Those who have been watching the linux-kernel list know that the 2.6.26 merge window has been a little rougher than some of those which came before. That has led to some fairly strong discussion over how changes find their way into the mainline. Here's a few selections.

I'm not saying the patch is wrong ... or that just because it broke voyager it shouldn't be done. What I'm saying is that it shouldn't have been put into the x86 tree without mailing list review.

Running a git tree isn't a private fiefdom, it's a public trust; to keep the trust of other developers, you have to run the tree in a transparent fashion ... and making the mailing list the only input to it is one way of ensuring this.

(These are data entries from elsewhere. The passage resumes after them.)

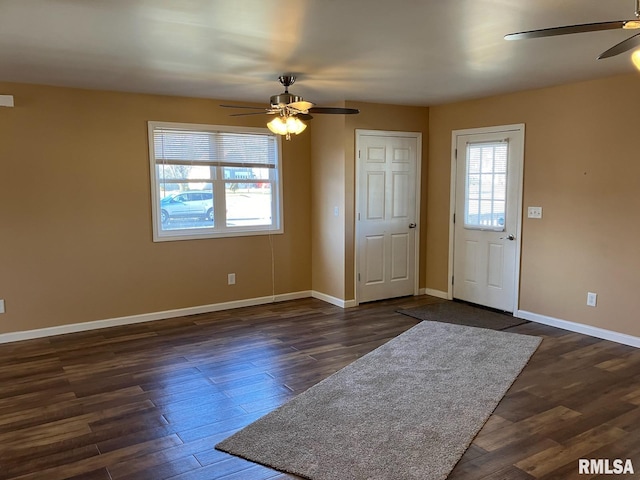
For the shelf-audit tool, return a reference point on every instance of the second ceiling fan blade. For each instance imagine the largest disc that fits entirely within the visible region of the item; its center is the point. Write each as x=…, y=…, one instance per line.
x=334, y=110
x=250, y=113
x=567, y=30
x=242, y=106
x=622, y=47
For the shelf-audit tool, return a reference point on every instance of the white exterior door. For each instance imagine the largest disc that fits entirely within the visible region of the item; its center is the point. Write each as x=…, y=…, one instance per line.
x=487, y=215
x=386, y=214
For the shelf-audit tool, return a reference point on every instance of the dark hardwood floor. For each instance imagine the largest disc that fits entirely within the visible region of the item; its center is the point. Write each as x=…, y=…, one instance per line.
x=149, y=401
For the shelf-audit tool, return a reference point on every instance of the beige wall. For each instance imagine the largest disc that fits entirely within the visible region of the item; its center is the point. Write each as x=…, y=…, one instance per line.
x=76, y=239
x=582, y=165
x=75, y=206
x=328, y=193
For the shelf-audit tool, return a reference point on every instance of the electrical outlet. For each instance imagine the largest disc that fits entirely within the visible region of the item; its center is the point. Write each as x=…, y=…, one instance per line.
x=534, y=212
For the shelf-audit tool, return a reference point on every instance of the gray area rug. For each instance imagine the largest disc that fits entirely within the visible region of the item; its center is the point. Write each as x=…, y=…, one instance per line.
x=407, y=410
x=463, y=314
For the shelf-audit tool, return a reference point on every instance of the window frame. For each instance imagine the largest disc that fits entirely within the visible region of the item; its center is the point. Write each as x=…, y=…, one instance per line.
x=220, y=229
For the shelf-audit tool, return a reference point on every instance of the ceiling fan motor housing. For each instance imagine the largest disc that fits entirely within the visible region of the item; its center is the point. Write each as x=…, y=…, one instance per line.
x=284, y=98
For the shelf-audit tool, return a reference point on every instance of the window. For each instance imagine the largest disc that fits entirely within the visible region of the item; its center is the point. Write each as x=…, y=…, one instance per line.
x=486, y=186
x=210, y=181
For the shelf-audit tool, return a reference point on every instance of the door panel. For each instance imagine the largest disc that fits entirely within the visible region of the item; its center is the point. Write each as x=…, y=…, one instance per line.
x=488, y=190
x=386, y=211
x=374, y=253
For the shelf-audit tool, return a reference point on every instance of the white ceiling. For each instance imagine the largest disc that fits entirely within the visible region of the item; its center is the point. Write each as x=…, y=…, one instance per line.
x=418, y=52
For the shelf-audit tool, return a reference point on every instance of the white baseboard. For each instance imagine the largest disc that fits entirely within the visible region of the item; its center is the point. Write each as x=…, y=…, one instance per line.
x=437, y=293
x=580, y=328
x=148, y=317
x=338, y=302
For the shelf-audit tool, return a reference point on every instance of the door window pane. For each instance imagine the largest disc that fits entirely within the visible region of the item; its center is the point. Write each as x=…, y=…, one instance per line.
x=486, y=185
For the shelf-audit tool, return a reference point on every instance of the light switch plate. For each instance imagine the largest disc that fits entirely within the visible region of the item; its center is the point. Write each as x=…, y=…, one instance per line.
x=534, y=212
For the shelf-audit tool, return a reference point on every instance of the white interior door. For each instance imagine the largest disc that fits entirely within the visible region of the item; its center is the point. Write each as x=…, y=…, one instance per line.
x=386, y=214
x=487, y=216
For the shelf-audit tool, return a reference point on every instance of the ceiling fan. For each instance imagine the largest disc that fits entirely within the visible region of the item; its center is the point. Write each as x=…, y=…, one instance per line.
x=621, y=47
x=290, y=109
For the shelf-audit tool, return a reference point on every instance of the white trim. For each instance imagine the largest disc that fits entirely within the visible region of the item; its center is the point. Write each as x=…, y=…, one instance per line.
x=437, y=293
x=597, y=332
x=418, y=192
x=333, y=300
x=518, y=127
x=148, y=317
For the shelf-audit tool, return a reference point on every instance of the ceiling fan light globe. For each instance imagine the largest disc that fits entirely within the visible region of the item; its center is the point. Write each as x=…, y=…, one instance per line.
x=295, y=125
x=277, y=126
x=635, y=58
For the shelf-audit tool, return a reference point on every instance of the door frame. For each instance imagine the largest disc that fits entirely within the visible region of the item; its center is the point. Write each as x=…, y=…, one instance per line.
x=452, y=201
x=356, y=257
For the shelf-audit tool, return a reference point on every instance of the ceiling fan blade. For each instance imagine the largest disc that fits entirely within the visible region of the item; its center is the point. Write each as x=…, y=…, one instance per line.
x=334, y=110
x=623, y=46
x=250, y=113
x=301, y=106
x=567, y=30
x=243, y=106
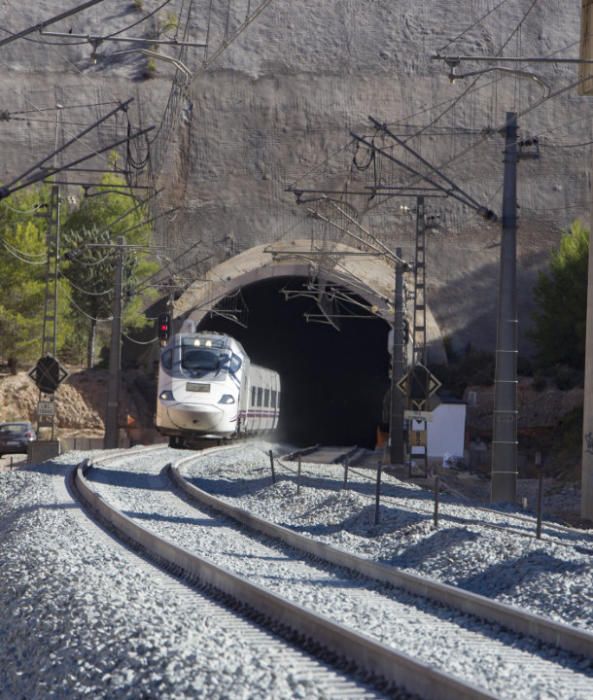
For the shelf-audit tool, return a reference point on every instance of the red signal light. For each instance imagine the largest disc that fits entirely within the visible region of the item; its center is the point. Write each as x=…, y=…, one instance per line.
x=164, y=327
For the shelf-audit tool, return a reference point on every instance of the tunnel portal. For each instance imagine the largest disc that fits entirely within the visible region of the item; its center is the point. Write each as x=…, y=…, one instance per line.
x=333, y=382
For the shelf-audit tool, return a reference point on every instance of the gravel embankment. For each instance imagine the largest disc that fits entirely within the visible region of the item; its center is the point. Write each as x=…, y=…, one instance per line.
x=551, y=577
x=505, y=664
x=81, y=617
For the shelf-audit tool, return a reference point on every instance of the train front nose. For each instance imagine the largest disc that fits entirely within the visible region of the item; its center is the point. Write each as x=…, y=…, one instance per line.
x=192, y=417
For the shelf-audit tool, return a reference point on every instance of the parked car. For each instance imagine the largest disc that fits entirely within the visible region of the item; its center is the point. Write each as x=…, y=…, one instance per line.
x=15, y=437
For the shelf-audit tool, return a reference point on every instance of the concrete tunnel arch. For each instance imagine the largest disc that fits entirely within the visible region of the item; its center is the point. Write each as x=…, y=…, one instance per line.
x=330, y=395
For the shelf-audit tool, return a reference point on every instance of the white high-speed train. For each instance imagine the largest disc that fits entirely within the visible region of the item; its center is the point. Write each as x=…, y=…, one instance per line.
x=208, y=388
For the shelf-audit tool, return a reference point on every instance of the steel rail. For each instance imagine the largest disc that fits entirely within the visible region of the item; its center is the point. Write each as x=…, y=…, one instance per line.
x=558, y=634
x=373, y=657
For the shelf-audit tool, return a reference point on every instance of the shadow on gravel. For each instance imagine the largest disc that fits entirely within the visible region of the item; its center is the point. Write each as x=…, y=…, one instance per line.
x=362, y=524
x=435, y=545
x=233, y=489
x=507, y=575
x=129, y=479
x=179, y=519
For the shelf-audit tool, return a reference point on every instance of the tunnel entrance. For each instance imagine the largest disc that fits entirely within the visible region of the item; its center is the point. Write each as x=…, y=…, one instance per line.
x=333, y=382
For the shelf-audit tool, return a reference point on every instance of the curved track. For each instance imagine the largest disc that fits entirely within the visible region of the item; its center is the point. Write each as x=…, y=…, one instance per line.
x=331, y=679
x=460, y=635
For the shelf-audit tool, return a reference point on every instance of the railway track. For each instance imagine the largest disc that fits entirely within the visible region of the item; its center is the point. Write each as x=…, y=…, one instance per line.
x=522, y=525
x=330, y=678
x=398, y=624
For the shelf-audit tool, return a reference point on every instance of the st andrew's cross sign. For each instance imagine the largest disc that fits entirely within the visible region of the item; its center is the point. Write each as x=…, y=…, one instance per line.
x=48, y=374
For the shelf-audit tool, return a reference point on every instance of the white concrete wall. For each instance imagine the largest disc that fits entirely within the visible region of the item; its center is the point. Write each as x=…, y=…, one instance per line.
x=446, y=430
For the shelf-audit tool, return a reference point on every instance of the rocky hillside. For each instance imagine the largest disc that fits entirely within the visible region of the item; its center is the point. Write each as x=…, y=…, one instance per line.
x=277, y=106
x=80, y=401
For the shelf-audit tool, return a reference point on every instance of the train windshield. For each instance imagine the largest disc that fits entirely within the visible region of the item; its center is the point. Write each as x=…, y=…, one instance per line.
x=203, y=361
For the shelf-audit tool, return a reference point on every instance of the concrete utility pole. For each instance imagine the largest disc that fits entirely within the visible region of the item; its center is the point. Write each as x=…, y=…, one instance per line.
x=504, y=439
x=396, y=416
x=586, y=88
x=111, y=427
x=587, y=451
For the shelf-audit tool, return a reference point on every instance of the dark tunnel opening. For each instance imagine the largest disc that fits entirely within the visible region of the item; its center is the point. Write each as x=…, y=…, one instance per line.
x=333, y=382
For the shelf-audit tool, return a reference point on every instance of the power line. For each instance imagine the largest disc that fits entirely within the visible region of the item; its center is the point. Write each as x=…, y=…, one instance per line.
x=46, y=23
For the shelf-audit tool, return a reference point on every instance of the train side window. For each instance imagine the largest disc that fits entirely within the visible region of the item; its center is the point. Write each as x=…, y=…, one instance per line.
x=167, y=359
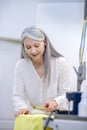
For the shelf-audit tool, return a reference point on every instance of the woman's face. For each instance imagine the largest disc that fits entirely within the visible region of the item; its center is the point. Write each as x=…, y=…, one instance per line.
x=34, y=49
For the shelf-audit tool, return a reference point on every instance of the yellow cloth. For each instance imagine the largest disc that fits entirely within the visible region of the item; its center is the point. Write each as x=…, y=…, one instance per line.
x=29, y=122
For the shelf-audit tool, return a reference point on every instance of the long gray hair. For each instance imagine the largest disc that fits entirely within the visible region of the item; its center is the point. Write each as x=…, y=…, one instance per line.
x=37, y=34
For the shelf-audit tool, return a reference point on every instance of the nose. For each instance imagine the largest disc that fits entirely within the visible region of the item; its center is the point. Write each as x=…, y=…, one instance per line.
x=33, y=50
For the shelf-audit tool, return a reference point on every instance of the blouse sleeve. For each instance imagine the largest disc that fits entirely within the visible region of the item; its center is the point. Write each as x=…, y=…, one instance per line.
x=64, y=84
x=19, y=98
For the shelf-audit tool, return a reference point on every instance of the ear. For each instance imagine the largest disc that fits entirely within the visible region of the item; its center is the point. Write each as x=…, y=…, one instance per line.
x=45, y=43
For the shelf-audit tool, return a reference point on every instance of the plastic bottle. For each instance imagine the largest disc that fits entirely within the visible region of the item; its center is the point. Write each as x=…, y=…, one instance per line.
x=82, y=109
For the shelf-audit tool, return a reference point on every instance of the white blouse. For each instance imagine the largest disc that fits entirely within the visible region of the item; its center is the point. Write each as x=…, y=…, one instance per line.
x=30, y=90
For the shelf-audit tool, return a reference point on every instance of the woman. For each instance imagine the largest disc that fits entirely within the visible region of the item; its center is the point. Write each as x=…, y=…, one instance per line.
x=41, y=76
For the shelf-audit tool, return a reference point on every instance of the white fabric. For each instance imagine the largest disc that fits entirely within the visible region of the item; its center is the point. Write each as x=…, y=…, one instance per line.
x=30, y=89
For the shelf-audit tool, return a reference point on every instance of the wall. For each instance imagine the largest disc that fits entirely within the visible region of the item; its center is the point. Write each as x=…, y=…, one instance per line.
x=63, y=24
x=62, y=21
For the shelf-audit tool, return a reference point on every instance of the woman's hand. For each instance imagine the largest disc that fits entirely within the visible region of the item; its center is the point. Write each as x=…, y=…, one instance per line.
x=50, y=105
x=22, y=111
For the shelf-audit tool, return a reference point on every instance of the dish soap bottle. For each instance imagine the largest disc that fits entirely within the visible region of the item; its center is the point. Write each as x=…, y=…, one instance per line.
x=82, y=108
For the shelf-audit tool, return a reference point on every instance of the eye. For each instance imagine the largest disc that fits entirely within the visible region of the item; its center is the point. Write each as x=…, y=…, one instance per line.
x=27, y=47
x=36, y=45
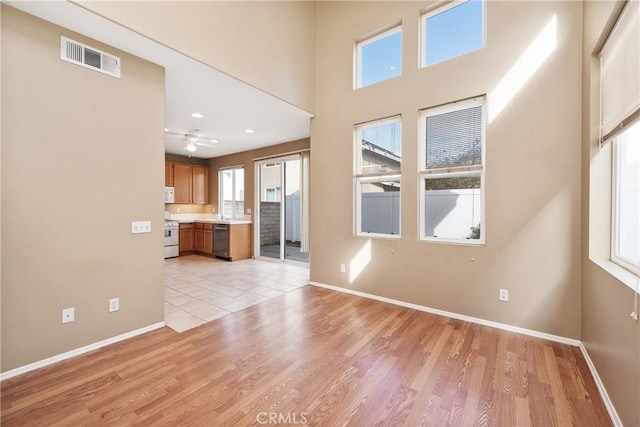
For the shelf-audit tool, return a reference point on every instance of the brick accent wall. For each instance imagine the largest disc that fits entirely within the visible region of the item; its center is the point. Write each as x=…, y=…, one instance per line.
x=269, y=223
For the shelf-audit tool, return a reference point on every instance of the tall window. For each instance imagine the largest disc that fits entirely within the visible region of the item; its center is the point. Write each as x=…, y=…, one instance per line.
x=620, y=123
x=452, y=172
x=231, y=193
x=379, y=58
x=626, y=198
x=452, y=30
x=377, y=177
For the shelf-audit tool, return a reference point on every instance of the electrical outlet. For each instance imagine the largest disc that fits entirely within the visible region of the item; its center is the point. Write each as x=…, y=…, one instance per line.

It also helps with review that we're all so worried about so little being done ...

-- James Bottomley

But, we'd not mind at all posting 1000 x86.git patches to lkml (or another list) every 3 months (or more frequently), if people request that.

-- Ingo Molnar

You can post whatever patches you like a million times to lkml. That's not the problem. It's that the patches don't get reviewed, posting them more or to a different place doesn't help that.

-- David Miller

Sorting x86 arch code is inevitably going to break a few eggs, but I suspect the time cost has been more in Dave v Ingo (12 rounds, two falls, two submissions or a knockout) than actually sorting out the fallout of a couple of problem cases.

-- Alan Cox

So here's how we're going to fix David's problem:

- Everyone gets their stuff into linux-next.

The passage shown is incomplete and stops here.